Natalie Leeder on Dorrit

In Little Dorrit’s London: Babylon Revisited’, Nancy Aycok Metz argues that Little Dorrit acts as a response to the changing shape of London in the mid-nineteenth century. Whilst she acknowledges that such an interest in the transitory nature of the metropolis is nothing new in Dickens’ work, she maintains that in Little Dorrit he visits the theme with a deeper critical eye and seriousness.

Aycok Metz suggest that the novel engages with contemporary archaeological discourses which were brought to the public eye; in 1951 Household Words told ‘The Story of Giovanni Belzoni’, and that same year Austen Henry Layard returned to England. The images of ruined civilizations touched the romantic imagination, and there was a vogue of landscape images of London as a ruin.

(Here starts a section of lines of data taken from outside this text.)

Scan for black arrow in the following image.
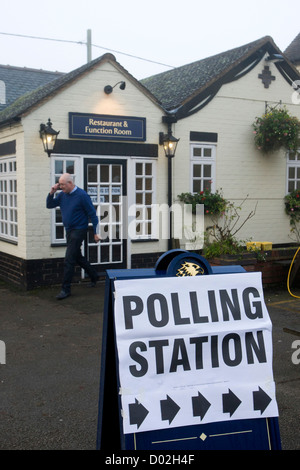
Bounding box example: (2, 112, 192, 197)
(160, 395, 180, 424)
(129, 398, 149, 428)
(192, 392, 211, 420)
(222, 389, 242, 417)
(253, 387, 272, 414)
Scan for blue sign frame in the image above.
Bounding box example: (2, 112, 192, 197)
(96, 250, 281, 450)
(69, 112, 146, 142)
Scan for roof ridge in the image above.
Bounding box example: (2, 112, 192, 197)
(142, 36, 272, 83)
(0, 64, 64, 75)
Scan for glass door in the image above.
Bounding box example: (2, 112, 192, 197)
(84, 159, 127, 271)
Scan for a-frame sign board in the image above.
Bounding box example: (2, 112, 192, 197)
(96, 250, 281, 450)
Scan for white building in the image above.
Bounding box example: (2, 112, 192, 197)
(0, 35, 299, 288)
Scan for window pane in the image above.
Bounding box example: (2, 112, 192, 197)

Aycok Metz emphasises the depiction of the ruined city in Little Dorrit, which she argues ‘sometimes reads like a museum guide to “lost” London’.

In this it differs from the immediacy of the descriptions in Dickens’ other novels; Little Dorrit plays with distance. Aycok Metz uses Mrs Clennam’s house as an example of the temporal confusion of the novel, as architecture serves to remind us of the past: it is an ‘anomaly’ among the changing metropolis as it clings to a long gone stability.

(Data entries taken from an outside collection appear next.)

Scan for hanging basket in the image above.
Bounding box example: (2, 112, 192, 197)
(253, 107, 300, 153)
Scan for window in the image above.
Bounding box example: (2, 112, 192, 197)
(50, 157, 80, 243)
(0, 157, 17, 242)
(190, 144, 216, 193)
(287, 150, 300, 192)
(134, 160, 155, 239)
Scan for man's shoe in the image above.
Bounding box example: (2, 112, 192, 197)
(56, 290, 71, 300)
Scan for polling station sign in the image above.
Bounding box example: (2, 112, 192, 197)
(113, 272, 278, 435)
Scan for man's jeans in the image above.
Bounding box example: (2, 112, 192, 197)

Aycok Metz argues that this distance is particularly relevant from a readerly perspective; removed by time, we are forced away from any sense of integration. We must share the detached consciousness of the characters as they ‘camp out on the ruins of the past’. Clennam walks down empty streets, reminiscent of a lost civilization, which parallels the depopulation of the city (whilst the slums continued to grow). This contrasts to Dickens’ usual portrayal of the crowds of London, and such journeys as Oliver, Snagsby and Florence take through the metropolis.

Another historical influence Aycok Metz draws attention to is the improvements in London from 1847-54, such as the railways, a new sewer system and slum clearance. The visible ruin and upheaval is reflected in the ruins of Little Dorrit. The Italian episodes in the novel serve to further this image, as they provide a reminder of the fate of Rome, hinting at London’s own destiny.

Aycok Metz argues that Clennam attempts to confront the past that is ever present in his surroundings, but struggles with its fragmented and empty nature: ‘discontinuity rules’. His experience of it as such is reflected in the more minor characters such as Flora. They are forced to return to the past. To conclude, Aycok Metz draws upon Dickens’s own experience of return as he revisits the prison ‘so closely associated with his own early and intense pain’.

Ultimately, Aycok Metz’s reading of Little Dorrit is an interesting insight into Dickens’ world and its discourses. However, it seems to fall short of any deep analysis of the novel. There is little in the essay that could be disputed as such, but it never seems to go far enough to truly penetrate Little Dorrit’s London.